El jurista Michael Davis declaró a la AFP que las vigilias “se habían convertido en una actividad colectiva que simbolizaba la rica tradición de protestas populares de Hong Kong”. Davis sostuvo además: “Así como el caso de Jimmy Lai envió un mensaje de severa represión a los medios de comunicación, este caso enviará un mensaje similar a los oradores que quieran ejercer su libertad de expresión a través de las protestas populares”.
El empresario y magnate de medios Jimmy Lai, fundador del desaparecido periódico prodemocrático Apple Daily, recibió en diciembre una condena de 20 años de prisión por conspiración con potencias extranjeras y publicación sediciosa.
El juicio contra Lee y Chow comenzó en enero y se extendió durante 24 días. Un tercer acusado, el exdiputado Albert Ho, de 74 años, se declaró culpable al inicio del proceso.
La Alianza de Hong Kong se constituyó en mayo de 1989 con principios orientados a “construir una China democrática” y “poner fin al régimen de partido único”. Durante el juicio a Lee Cheuk-yan y Chow Hang-tung, los fiscales argumentaron que las declaraciones públicas de ambos líderes, realizadas durante años, no se limitaban a opiniones personales, sino que “tenían la intención de incitar a otros a cometer actos ilícitos”.
El abogado Erik Shum, defensor de Lee, sostuvo que el derecho a criticar a los órganos estatales está amparado por la constitución china. En sus palabras, la denuncia de la Alianza contra el autoritarismo del Partido Comunista Chino constituye “una forma de libertad de crítica”. Shum subrayó que la fiscalía no aportó pruebas de que el grupo promoviese acciones para derrocar al partido usando “medios ilegales”.

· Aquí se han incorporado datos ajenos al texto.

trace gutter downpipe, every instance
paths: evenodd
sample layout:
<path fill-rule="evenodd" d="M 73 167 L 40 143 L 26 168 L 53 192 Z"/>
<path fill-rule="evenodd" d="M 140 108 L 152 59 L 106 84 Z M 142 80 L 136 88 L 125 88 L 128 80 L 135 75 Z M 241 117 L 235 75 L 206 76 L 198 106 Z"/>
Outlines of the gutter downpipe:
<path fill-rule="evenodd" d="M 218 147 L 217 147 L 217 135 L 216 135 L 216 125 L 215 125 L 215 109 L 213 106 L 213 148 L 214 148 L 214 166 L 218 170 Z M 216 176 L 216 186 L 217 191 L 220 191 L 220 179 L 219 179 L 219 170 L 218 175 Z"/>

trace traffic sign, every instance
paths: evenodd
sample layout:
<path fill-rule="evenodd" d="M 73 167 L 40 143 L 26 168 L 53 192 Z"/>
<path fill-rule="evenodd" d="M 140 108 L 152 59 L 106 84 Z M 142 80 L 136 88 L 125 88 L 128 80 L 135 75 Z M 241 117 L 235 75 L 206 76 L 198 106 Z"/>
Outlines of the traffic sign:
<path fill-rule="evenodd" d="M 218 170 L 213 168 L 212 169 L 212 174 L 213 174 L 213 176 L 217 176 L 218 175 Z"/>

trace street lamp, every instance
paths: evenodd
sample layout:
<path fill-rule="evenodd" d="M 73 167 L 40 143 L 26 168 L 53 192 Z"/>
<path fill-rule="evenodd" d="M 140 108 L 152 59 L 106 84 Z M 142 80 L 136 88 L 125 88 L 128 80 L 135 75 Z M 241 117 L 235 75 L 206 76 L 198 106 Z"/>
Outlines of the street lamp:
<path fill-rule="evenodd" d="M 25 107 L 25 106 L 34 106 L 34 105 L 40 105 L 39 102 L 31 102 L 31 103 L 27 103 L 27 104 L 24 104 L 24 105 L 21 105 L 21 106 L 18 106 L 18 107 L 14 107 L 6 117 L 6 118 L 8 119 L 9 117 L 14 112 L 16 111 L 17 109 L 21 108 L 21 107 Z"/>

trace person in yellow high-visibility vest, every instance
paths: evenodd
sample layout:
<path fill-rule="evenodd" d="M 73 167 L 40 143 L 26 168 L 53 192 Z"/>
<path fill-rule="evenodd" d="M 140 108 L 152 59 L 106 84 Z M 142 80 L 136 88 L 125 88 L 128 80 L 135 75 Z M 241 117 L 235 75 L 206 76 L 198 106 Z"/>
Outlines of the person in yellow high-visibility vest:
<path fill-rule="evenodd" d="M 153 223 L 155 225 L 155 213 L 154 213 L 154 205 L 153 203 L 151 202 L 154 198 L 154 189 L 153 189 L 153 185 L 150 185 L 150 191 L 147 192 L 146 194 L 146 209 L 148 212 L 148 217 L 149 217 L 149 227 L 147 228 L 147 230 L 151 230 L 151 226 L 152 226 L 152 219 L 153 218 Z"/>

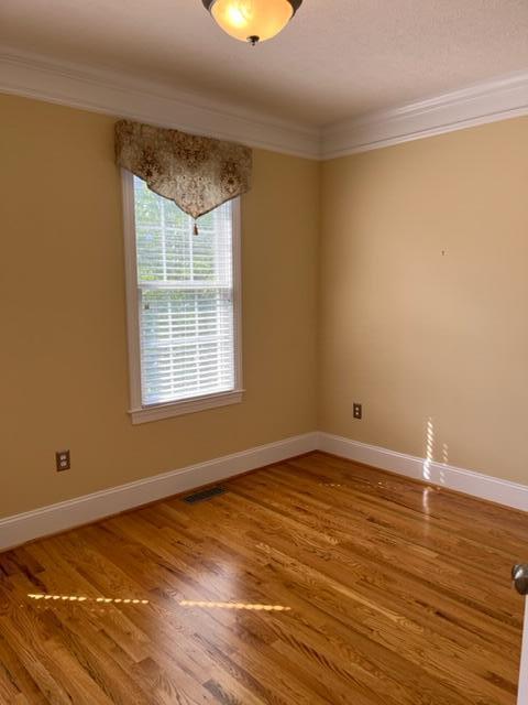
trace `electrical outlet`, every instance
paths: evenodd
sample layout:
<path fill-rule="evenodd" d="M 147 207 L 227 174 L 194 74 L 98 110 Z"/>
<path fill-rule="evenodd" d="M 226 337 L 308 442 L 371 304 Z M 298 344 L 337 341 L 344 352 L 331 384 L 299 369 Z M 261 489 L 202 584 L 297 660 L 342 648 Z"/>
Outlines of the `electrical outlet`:
<path fill-rule="evenodd" d="M 55 453 L 55 463 L 57 466 L 57 473 L 62 470 L 69 470 L 69 451 L 57 451 Z"/>

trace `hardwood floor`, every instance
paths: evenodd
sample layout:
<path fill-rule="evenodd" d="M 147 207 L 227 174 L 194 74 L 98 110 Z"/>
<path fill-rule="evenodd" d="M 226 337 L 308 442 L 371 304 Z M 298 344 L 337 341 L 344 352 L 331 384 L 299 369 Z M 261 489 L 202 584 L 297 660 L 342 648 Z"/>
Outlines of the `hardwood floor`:
<path fill-rule="evenodd" d="M 528 516 L 322 453 L 226 486 L 0 555 L 0 703 L 514 705 Z"/>

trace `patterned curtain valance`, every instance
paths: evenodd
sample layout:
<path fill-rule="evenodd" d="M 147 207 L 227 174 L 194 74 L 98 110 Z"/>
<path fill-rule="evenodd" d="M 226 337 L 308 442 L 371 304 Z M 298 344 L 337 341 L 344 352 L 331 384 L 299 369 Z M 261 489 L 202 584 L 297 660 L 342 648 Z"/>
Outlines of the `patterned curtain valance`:
<path fill-rule="evenodd" d="M 116 154 L 120 166 L 193 218 L 251 188 L 252 151 L 242 144 L 120 120 Z"/>

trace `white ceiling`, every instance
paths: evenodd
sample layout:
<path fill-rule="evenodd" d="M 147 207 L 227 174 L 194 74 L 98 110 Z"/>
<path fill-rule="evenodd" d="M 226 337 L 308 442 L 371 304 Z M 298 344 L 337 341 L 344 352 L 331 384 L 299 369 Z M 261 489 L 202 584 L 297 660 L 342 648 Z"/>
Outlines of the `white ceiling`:
<path fill-rule="evenodd" d="M 528 2 L 305 0 L 253 48 L 201 0 L 0 0 L 0 44 L 324 126 L 528 68 Z"/>

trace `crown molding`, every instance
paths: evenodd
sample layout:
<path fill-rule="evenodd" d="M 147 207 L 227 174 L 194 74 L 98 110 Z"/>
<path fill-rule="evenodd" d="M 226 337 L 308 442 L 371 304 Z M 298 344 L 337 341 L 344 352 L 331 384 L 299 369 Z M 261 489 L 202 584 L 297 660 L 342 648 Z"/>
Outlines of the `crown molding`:
<path fill-rule="evenodd" d="M 322 159 L 391 147 L 528 115 L 528 72 L 327 126 Z"/>
<path fill-rule="evenodd" d="M 320 130 L 215 102 L 166 85 L 0 47 L 0 93 L 243 142 L 320 156 Z"/>
<path fill-rule="evenodd" d="M 0 93 L 331 160 L 528 115 L 528 72 L 371 112 L 322 129 L 101 68 L 0 47 Z"/>

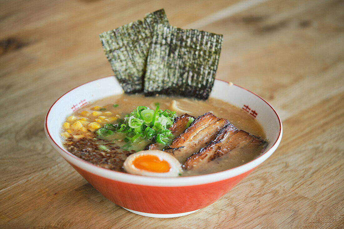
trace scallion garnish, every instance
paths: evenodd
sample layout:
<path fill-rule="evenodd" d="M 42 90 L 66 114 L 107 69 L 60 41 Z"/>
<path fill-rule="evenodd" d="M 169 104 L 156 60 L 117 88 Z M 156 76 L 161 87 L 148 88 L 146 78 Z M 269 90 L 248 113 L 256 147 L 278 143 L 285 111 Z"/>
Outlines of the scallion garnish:
<path fill-rule="evenodd" d="M 140 141 L 142 138 L 149 140 L 155 138 L 158 143 L 168 144 L 173 138 L 168 128 L 173 123 L 175 114 L 175 112 L 169 110 L 159 110 L 159 106 L 154 110 L 139 106 L 130 115 L 126 115 L 124 120 L 118 120 L 118 124 L 106 124 L 96 133 L 103 138 L 113 134 L 115 132 L 125 133 L 124 140 L 128 143 L 136 140 Z M 140 137 L 142 138 L 139 139 Z"/>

Por su parte, Chow, abogada y activista, declaró ante el tribunal: “Tarde o temprano la ley tendrá que afrontar la contradicción fundamental entre la dictadura y el estado de derecho”.
La profesora de derecho Urania Chiu, de la Universidad Oxford Brookes, señaló a la agencia AFP que el veredicto del viernes sería ”un indicador significativo de hasta qué punto los tribunales están dispuestos y son capaces de interpretar delitos de seguridad nacional redactados de forma amplia, de manera que sean compatibles con los derechos y libertades fundamentales”.
A comienzos de agosto, las autoridades de Hong Kong registraban 415 personas arrestadas por delitos contra la seguridad nacional, de las cuales 185 recibieron condena.